Disclaimer: The opinions expressed here are my own and I'm not writing on behalf of AWS or Amazon.
The AWS Machine Learning - Specialty Certification covers a wide spectrum of topics from data engineering to exploratory data analysis to model training and deployment. Here are some quick notes I've gathered to prepare for the certification:
AWS AI Services
Beneficial for developers who want to add AI into their applications through API calls instead of developing and training their own ML models from scratch.
Amazon Textract
Extract text from scanned documents using Optical Character Recognition (OCR).
Documents
Returns text, forms, tables and query responses.
Expenses
Extracts data from invoices/receipts eg. vendor name, invoice/receipt date, invoice/receipt number, item name, item price, item quantity, total amount.
Amazon Comprehend
Extract entities, key phrases, language, personal identifiable information (PII), and sentiments from text.
Entities
Extract entities from text documents eg. people, places, locations.
Using AWS Console:
Using AWS API:
Key Phrases
Extract the key phrases (one or more words) from text documents.
Using AWS Console:
Using AWS API:
Sentiment
Predict the overall sentiment of the text - positive, negative, neutral, mixed.
Language
Predict the dominant language of the entire text. Amazon Comprehend can recognize 100 languages.

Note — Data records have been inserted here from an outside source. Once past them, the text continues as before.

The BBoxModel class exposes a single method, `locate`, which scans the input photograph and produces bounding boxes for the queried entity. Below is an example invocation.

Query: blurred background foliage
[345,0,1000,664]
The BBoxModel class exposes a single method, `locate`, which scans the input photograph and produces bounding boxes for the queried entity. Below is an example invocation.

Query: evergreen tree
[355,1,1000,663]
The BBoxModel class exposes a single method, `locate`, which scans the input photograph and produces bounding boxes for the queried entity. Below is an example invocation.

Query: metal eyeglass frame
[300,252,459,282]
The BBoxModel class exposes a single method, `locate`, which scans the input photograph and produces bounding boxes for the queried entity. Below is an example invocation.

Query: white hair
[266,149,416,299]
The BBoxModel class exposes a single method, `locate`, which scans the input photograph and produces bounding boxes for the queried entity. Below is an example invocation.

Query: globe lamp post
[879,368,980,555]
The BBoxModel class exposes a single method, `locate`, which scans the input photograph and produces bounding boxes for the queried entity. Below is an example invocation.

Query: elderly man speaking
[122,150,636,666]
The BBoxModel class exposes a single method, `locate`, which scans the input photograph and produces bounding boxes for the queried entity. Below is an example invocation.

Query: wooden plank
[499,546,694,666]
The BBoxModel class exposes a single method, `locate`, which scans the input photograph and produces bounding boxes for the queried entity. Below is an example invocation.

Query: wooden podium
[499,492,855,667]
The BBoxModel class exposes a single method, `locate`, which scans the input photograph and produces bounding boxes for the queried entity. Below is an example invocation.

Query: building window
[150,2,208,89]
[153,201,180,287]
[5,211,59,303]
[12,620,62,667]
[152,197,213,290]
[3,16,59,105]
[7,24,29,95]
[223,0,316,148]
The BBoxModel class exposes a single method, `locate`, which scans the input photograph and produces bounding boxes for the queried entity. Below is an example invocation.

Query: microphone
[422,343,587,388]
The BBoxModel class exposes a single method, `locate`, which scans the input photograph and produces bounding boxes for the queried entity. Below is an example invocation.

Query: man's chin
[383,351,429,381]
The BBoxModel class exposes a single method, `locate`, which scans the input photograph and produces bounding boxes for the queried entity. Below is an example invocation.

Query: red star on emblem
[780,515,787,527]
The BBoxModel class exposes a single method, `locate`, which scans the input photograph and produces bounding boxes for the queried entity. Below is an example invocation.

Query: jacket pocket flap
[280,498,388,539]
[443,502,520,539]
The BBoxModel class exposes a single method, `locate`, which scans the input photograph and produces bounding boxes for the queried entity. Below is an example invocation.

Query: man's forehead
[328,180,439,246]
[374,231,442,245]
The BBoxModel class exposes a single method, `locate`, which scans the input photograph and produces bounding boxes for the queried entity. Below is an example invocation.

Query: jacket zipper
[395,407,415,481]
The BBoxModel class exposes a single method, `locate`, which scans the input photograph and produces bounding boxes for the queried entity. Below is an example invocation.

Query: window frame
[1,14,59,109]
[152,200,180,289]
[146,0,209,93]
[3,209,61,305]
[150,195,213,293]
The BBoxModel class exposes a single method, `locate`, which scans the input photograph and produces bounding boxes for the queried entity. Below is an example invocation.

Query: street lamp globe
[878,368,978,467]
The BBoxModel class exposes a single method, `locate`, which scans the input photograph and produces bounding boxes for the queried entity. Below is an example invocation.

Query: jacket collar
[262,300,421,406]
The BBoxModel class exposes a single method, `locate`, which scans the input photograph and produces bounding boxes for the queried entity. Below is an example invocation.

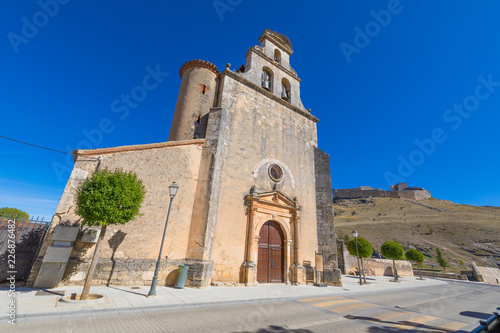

Personally Identifiable Information (PII)
List out entities in your input text that contain personal information eg. address, bank account number, or phone number.
Vision
Amazon Rekognition
Analyze images and videos to identify objects, people, text, scenes, and activities.
Label Detection
Extract labels of objects, concepts, scenes, and actions in your images.
Facial Analysis
Detect faces and retrieve facial attributes in an image eg. facial expressions, accessories, facial features, etc.
Face Comparison
Compare faces within a set of images with multiple faces in them. Compares the largest face in the source image (reference face) with up to 100 faces detected in the target image (comparison faces), and generate a similarity score.
Other AWS AI Services
- Amazon Lex: Build conversational interfaces using voice/text as input
- Amazon Polly: Text to speech
- Amazon Transcribe: Speech to text
- Amazon Translate: To different languages
Domain 1: Data Engineering
AWS Glue
https://docs.aws.amazon.com/glue/latest/dg/what-is-glue.html
- Serverless data integration service that makes it easy for analytics users to discover, prepare, move, and integrate data from multiple sources.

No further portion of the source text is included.